Indeed I also concluded that
)
Indeed I also concluded that memory frequency should be decreased during few days of Astropulse run.
1250MHz seems to be ok. 1375MHz gives validate errors/computation errors.
My old Statistics for Gravitational Wave S6 Directed Search (CasA) v1.08 (GWopencl-ati-Beta)
1 task per R280X takes 900s avarage | 1 * 2 * 86.4ks / 0.90ks = ~192.00 tasks/day FWR = 75.04k credits
2 task per R280X takes 1050s avarage | 2 * 2 * 86.4ks / 1.05ks = ~329.14 tasks/day FWR = 128.64k credits
3 task per R280X takes 1200s avarage | 3 * 2 * 86.4ks / 1.20ks = ~432.00 tasks/day FWR = 166.84k credits
4 task per R280X takes 1500s avarage | 4 * 2 * 86.4ks / 1.50ks = ~460.80 tasks/day FWR = 180.10k credits
I have also repeated BRP5 runs during few last days:
Binary Radio Pulsar Search (Perseus Arm Survey) v1.39 (BRP5-opencl-ati)
(400W) (1100MHz, 1250MHz) (66-67%)
1 task per R280X takes 5820s avarage | 1 * 2 * 86.4ks / 5.82ks = ~29.69 tasks/day FWR = 98.96k credits
(427W) (1100MHz, 1250MHz) (78-79%)
2 task per R280X takes 9380s avarage | 2 * 2 * 86.4ks / 9.38ks = ~36.84 tasks/day FWR = 122.79k credits
(430W) (1100MHz, 1250MHz) (84-85%)
3 task per R280X takes 13140s avarage | 3 * 2 * 86.4ks / 13.14ks = ~39.45 tasks/day FWR = 131.47k credits
(440W) (1100MHz, 1375MHz) (84-85%)
3 task per R280X takes 13060s avarage | 3 * 2 * 86.4ks / 13.06ks = ~39.69 tasks/day FWR = 132.23k credits
3 tasks on 1375MHz Memory Frequency are 80s faster, but I do get validate errors with this frequency. 3 tasks on 1250MHz also gave me minimal amount of validate errors, that is why I decided to stick with 2 tasks on 1250MHz.

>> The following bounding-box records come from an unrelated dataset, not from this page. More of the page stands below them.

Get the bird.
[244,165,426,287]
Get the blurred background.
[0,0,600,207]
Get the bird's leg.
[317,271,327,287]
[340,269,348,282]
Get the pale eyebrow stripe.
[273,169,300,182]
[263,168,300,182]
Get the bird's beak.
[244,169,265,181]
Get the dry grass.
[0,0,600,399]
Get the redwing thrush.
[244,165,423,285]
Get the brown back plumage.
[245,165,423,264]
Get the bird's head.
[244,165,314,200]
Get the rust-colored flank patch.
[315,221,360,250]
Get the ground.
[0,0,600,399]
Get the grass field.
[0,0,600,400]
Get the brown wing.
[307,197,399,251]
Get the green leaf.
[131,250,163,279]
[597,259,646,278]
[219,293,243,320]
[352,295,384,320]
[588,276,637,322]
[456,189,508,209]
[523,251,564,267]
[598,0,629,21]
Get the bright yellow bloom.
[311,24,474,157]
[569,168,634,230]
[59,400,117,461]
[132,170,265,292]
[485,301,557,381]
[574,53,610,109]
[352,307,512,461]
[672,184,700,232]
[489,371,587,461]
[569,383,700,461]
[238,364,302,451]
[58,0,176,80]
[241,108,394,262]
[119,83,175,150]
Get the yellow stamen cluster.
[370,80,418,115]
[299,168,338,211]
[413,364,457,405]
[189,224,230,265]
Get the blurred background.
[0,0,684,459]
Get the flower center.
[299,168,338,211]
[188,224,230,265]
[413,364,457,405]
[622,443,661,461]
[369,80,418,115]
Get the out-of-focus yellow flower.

Credits per day are minimally decreased, but stability should be 100%.
Sadly BRP4 is no longer available... :( So I cannot repeat those runs.
I'll be repeating Gravitational Wave run on 2/3 tasks /R280X/1250MHz and I'll write my conclusion here. Already repeated run on 4 tasks/R280X/1250MHz.